The Memphis Grizzlies are no longer being viewed as a team retooling around one more run. Evan Sidery reported Monday that the franchise is now expected to “kickstart a full-scale rebuild,” with Desmond Bane and Jaren Jackson Jr. already gone for premium assets and Ja Morant likely next.
That is a stark shift for a team that spent the last several seasons trying to thread two timelines at once. The Grizzlies entered the 2025-26 season with the idea that Morant could still anchor the present while younger pieces developed around him, but the roster has now been stripped down far more quickly than most expected.
The biggest turning point came on June 15, 2025, when Memphis sent Bane to Orlando in a deal that brought back Cole Anthony, Kentavious Caldwell-Pope and a stack of first-round capital. Then on February 3, 2026, the team moved Jackson Jr. to Utah, leaving Morant as the last major name standing from the core that once looked built to contend.
Sidery’s report adds the next logical step: the Grizzlies are expected to build around the No. 3 pick, Zach Edey, Cedric Coward and Jaylen Wells. That group gives Memphis a new foundation, but it also underscores how far the franchise has moved away from the veteran spine it once relied on.

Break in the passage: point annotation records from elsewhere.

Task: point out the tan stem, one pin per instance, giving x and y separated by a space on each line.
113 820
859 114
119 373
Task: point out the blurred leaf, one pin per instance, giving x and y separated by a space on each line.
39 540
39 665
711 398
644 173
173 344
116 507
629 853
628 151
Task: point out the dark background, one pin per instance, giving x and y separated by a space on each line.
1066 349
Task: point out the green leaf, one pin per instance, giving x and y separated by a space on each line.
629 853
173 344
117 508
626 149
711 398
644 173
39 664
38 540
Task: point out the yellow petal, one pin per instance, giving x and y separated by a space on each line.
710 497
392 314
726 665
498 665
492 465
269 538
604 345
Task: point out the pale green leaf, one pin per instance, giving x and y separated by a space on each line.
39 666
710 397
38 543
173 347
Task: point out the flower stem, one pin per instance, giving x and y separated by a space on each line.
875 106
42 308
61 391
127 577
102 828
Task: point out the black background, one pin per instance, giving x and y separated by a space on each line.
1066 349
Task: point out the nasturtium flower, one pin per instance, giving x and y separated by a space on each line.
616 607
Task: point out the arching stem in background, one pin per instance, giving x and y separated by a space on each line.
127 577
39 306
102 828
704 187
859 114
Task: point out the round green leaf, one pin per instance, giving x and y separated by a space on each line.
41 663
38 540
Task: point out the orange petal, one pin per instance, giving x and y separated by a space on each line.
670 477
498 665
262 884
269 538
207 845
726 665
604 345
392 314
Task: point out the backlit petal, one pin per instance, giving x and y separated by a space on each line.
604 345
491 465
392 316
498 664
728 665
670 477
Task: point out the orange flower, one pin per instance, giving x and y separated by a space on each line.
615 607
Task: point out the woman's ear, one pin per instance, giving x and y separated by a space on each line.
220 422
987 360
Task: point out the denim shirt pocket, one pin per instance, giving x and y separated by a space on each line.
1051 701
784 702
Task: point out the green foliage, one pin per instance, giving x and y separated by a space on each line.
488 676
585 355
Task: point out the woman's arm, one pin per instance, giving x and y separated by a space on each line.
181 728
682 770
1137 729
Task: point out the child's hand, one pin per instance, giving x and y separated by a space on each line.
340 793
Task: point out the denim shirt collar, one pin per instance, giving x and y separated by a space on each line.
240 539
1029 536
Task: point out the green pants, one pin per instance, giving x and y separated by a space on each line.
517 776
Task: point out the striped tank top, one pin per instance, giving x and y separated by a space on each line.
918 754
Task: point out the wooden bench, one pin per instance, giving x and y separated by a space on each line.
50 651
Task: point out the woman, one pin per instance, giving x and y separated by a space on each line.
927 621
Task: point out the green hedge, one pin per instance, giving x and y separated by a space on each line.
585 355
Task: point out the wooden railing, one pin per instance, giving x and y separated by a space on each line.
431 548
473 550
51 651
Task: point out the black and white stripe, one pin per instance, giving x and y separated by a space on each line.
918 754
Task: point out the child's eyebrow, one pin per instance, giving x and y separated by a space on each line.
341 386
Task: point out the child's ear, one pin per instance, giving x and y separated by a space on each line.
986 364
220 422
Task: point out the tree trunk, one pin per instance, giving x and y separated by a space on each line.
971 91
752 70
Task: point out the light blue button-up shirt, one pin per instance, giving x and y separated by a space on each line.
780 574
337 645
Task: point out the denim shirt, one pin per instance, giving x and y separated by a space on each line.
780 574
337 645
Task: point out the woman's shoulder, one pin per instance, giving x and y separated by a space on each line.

The 2025-26 standings reflect the reality of the situation. Memphis finished 25-57, a record that left it near the bottom of the Western Conference and positioned it in the lottery instead of the playoff race.
Morant’s own numbers still show a player who can drive an offense when healthy, as he averaged 19.5 points and 8.1 assists in 20 games. But with the front office now leaning toward a reset, his place in the next version of the team appears increasingly uncertain.
Memphis has already collected premium assets, but the latest report suggests the goal is no longer to patch the roster. The goal now is to start over.